2 Ponencia, p. 41-42.
3 234 Phil. 521 (1987) [Per J. Cortes, En Banc].
4 Id. at 529.
5 Rules of Court, 1997 Rules of Civil Procedure, as amended (April 8, 1997).
6 Municipality of Payao, Zamboanga Sibugay v. Municipality of Imelda, Zamboanga Sibugay, 905 Phil. 1046 (2021) [Per J. Lopez, J., Third Division].
7 Del Rosario v. Shaikh, 867 Phil. 731, 740 (2019) [Per J. Reyes, J. Jr., First Division].
8 Mateo v. Court of Appeals, 273 Phil. 507, 513 (1991) [Per J. Sarmiento, Second Division].
9 Id.1135.
10 106 Phil. 1130 (1960) [Per J. Barrera, First Division].
11 Id. at 1135.
12 Promulgated on December 16, 2020.
13 Section 27 ofCOMELEC Resolution No. 10685 promulgated on December 16, 2020.
14 Section 35 ofCOMELEC Resolution No. 10685, promulgated on December 16, 2020.

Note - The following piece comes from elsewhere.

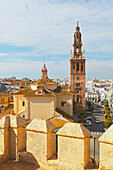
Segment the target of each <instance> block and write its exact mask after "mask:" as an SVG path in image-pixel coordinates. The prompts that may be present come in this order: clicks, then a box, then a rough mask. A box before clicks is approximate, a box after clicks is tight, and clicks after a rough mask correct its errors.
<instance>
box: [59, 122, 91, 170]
mask: <svg viewBox="0 0 113 170" xmlns="http://www.w3.org/2000/svg"><path fill="white" fill-rule="evenodd" d="M57 135H58V160H59V161H60V162H66V163H69V164H73V165H75V164H76V169H84V168H85V167H86V166H87V164H88V163H89V161H90V138H89V136H90V131H89V130H88V129H86V128H85V127H84V126H83V125H82V124H80V123H67V124H65V125H64V126H63V127H62V128H61V129H60V130H59V131H58V132H57Z"/></svg>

15 Section 37 ofCOMELEC Resolution No. 10685, promulgated on December 16, 2020.
16 Operationalizing in the Executive Branch the People's Constitutional Right to Infonnation and the State Policies to Full Public Disclosure and Transparency in the Public Service and Providing Guidelines Therefor.
17 Memorandum Circular No. 49, Creating an Inter-Agency Freedom of Information Exceptions Policy Committee, promulgated on October 10, 2018.
18 Belgica v. Pulido-Tan, G.R. No. 212576, January 5, 2021.